Lalu mereka membandingkan komposisi bakteri tersebut dengan kanker. Ternyata ada perbedaan komposisi bakteri pada sel payudara orang sehat dengan jaringan payudara yang terkena kanker payudara.
“Sepengetahuan saya, ini adalah studi pertama yang memeriksa kedua jaringan payudara dan tempat yang jauh dari tubuh untuk perbedaan bakteri pada kanker payudara,” kata Eng.
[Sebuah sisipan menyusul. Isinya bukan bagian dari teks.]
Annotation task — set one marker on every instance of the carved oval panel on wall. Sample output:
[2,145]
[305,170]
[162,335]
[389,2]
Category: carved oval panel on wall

Hasil studinya dimuat dalam online di Oncotarget pada 5 Oktober lalu.
Dari hasil riset tersebut, Eng berharap bisa menemukan biomarker yang akan membantu mendiagnosis kanker payudara dengan cepat dan mudah. “Dalam mimpi terliar kami, kami berharap dapat menggunakan mikrobioma sebelum terkena kanker payudara dan kemudian mencegah kanker dengan probiotik atau antibiotik,” sambungnya.
Peneliti lain, Stephen Grobymer, MD, Kepala Seksi Onkologi Operasi dan Direktur Layanan Payudara di Klinik Cleveland, mengatakan apabila bisa menargetkan bakteri pro-kanker tertentu, pihaknya barangkali dapat membuat lingkungan yang kurang ramah terhadap bakteri pro-kanker. Untuk itu, diperlukan studi yang lebih besar. “Langkah itu untuk lebih memahami peran penting dari ketidakseimbangan bakteri pada kanker payudara,” ujarnya.
Studi tersebut memberikan bukti bukti-bukti untuk dilakukannya penelitian lebih lanjut mengenai pembuatan dan pemanfaatan partikel nano yang menargetkan bakteri pro-kanker ini. Lewat dana hibah dari Center for Transformational Nanomedicine, Grobmyer dan Eng berkolaborasi dengan periset di Hebrew University, Amerika Serikat, untuk mengembangkan terapi baru menggunakan nanoteknologi guna memberikan antibiotik secara langsung ke komunitas bakteri pada kanker payudara.
Temuan tersebut, jika sudah terbukti pada riset yang melibatkan banyak pasien, akan memberikan harapan baru bagi pasien kanker payudara. Mereka bisa mendeteksi keseimbangan bakteri untuk melihat potensi menderita kanker tersebut. Jika itu terjadi, pasien bisa menggunakan antibiotik tertentu untuk mematikan bakteri jahat.
Di Indonesia, penyakit ini menempati urutan pertama dalam hal jumlah penderita, sebesar 28,7% dari total penderita kanker. Sedangkan sebagai penyebab kematian, kanker payudara menduduki posisi kedua di bawah kanker serviks.
Sedangkan di Amerika Serikat, Kanker payudara adalah kanker kedua yang paling umum terjadi pada wanita, setelah kanker kulit, di mana 1 dari 8 wanita akan mengidap penyakit ini dalam masa hidup mereka.